Le pauvre Gori est englué sans merci dans ce mauvais sort ; après tout, son grand-père Venanzio n'avait-il pas déjà fait son balluchon à quatorze ans pour aborder sur les rivages d'une Corse tout sauf douce, où il exerça le métier de maçon ? Dans ce contexte, même s'il est amoureux de la charmante Madeleine, l'Amérique représente, peut-être, une petite lueur d'espoir. Plinio Martini a construit son récit autour de ce noeud gordien: la tension qu'il peut y avoir entre la nécessité de partir et la naissance du sentiment amoureux. Par un de ces paradoxes à la fois cruels et chers à l'auteur, la tentative de Gori pour échapper au désespoir par l'exil sera à l'origine de la disparition de Madeleine, la fiancée, l'unique amour, l'étoile suspendue à son ciel de chevrier. C'est par orgueil qu'il a voulu s'expatrier en Californie avec son frère Antonio, quitter la communauté, sortir du rang. Il pensait seul en payer le prix. Il lui faut Madeleine pour vivre, mais Madeleine sera bientôt, comme le reste, anéantie. En toute bonne logique, pourrait-on dire, c'est sa loyauté, son statut d'orpheline et son inscription dans une nouvelle filiation (elle contracte la pneumonie en rendant visite à sa future belle-mère) qui seront cause de sa mort. Ainsi fatalité intérieure et extérieure se conjuguent pour mieux briser les êtres au plus intime de leur ressort. Nul salut, nul apaisement. Pourquoi en va-t-il ainsi ? C'est la question que le narrateur se pose tout au long du récit. Le visage humain peut disparaître, tomber en poudre. Même les liens de l'affection semblent incapables de le protéger de son malheur, lorsqu'ils ne précipitent pas sa perte. Il y a là une manifestation d'un drame plus ample, pour ainsi dire cosmique, par lequel Madeleine devient victime expiatoire et signe de l'impuissance de la tribu face à une nature sauvage qui redemande périodiquement des innocents à dévorer.

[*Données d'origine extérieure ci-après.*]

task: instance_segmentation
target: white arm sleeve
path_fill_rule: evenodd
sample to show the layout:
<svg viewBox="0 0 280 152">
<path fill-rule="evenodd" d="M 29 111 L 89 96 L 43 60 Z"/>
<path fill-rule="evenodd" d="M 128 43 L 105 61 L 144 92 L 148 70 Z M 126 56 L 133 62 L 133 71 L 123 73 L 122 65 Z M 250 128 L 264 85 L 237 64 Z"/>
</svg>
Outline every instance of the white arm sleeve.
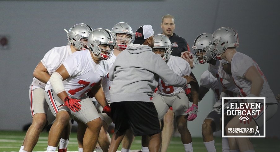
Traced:
<svg viewBox="0 0 280 152">
<path fill-rule="evenodd" d="M 54 72 L 50 78 L 50 82 L 56 94 L 65 91 L 62 82 L 63 80 L 61 75 L 56 72 Z"/>
</svg>

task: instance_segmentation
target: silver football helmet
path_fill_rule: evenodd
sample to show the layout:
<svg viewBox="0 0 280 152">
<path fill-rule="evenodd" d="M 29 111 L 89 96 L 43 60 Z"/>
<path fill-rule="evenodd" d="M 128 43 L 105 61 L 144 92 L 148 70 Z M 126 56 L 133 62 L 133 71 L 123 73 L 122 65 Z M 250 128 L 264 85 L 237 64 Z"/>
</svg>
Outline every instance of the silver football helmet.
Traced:
<svg viewBox="0 0 280 152">
<path fill-rule="evenodd" d="M 94 29 L 89 35 L 87 46 L 96 57 L 100 58 L 103 60 L 111 58 L 113 55 L 115 44 L 111 33 L 106 29 Z M 101 48 L 102 46 L 106 46 L 109 48 L 105 49 Z"/>
<path fill-rule="evenodd" d="M 113 38 L 116 42 L 117 47 L 121 50 L 125 49 L 127 45 L 132 42 L 134 37 L 131 27 L 127 23 L 123 22 L 115 25 L 112 29 L 112 34 Z M 129 38 L 126 38 L 125 35 L 117 37 L 119 34 L 128 34 Z"/>
<path fill-rule="evenodd" d="M 223 27 L 216 30 L 212 36 L 212 40 L 216 48 L 211 52 L 211 55 L 213 58 L 219 60 L 221 59 L 221 55 L 228 48 L 239 46 L 237 32 L 229 27 Z"/>
<path fill-rule="evenodd" d="M 89 34 L 92 30 L 90 26 L 84 23 L 73 26 L 67 33 L 68 44 L 72 44 L 79 50 L 86 49 L 86 41 Z"/>
<path fill-rule="evenodd" d="M 212 34 L 204 33 L 199 35 L 195 40 L 191 49 L 194 51 L 195 63 L 204 64 L 212 59 L 210 52 L 215 48 L 212 42 Z"/>
<path fill-rule="evenodd" d="M 155 36 L 154 39 L 155 40 L 155 46 L 153 51 L 154 51 L 158 48 L 164 49 L 164 53 L 160 55 L 161 56 L 163 55 L 162 58 L 164 61 L 168 60 L 170 58 L 170 54 L 172 52 L 171 42 L 169 39 L 163 34 L 157 35 Z"/>
</svg>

Il n'est pas facile de résumer en quelques lignes les vibrations qui traversent ce roman. Presque tous les héros qu'on rencontre dans Le Fond du sac restent prisonniers du temps qui passe, ou du temps passé. De là vient une part de leur grandeur, mais pas la seule. A l'instar de Don Giuseppe, prédicateur d'une religion suffocante, dont le plus grand souci est de sauver les âmes qui lui ont été confiées (s'il ne se donne entier, il ne donne rien), Gori trouve sa rédemption dans le feu de la parole, cette flamme qui, soudain, éclaire tout, comme une lampe de ses rayons horizontaux. A la tradition et à l'ordre de l'Eglise, il oppose la parole de celui qui, littéralement, languit après les siens, que la pauvreté et une morale rigide éloignent autant que l'exil. Au cœur de l'attention que nous portons aux êtres se tient l'absence. Et c'est en prenant la mesure de cette absence que le narrateur parvient, par la conscience de l'inanité de toute chose, à réconcilier le dire et l'être, l'universel et le singulier, et à ainsi faire entrer le grand monde dans le petit monde de son canton, avec ses expériences, ses tribulations, la fascination que nécessairement il exerce. Ce qu'il cherchait était là, tout près, à portée de main.

L'Amérique de Gori, où il s'est enrichi pourtant, n'a pas rempli ses promesses. Il n'en revient pas les mains vides, mais ce qu'il a involontairement perdu, le coeur, un certain sentiment lié à sa jeunesse, son innocence,  tout cela ne se retrouvera plus. Sans l'amour, il n'y a plus qu'amertume au fond du sac qui se noue sur les illusions d'une vie ouverte au bonheur, à la joie simple de fonder un foyer, de perpétuer la lignée ancestrale. Comment accepter de cheminer sans espoir, coupable et condamné ? L'impossible est consubstantiel au réel. C'est toute la thématique du devenir adulte, du deuil de l'enfance et de la douleur que cela comporte. Restent la lutte et cette étonnante lucidité qui vient de l'auteur, sans doute, tout en relevant profondément du personnage : une forme de sollicitude dans l'affliction, une voix qui reste et s'imprime, unique, dans la mémoire des hommes.

 

Le fond du sac, Plinio Martini, traduit par Jeanine Gehring, Poche suisse 69, éditions L'Âge d'Homme, Lausanne, 1990.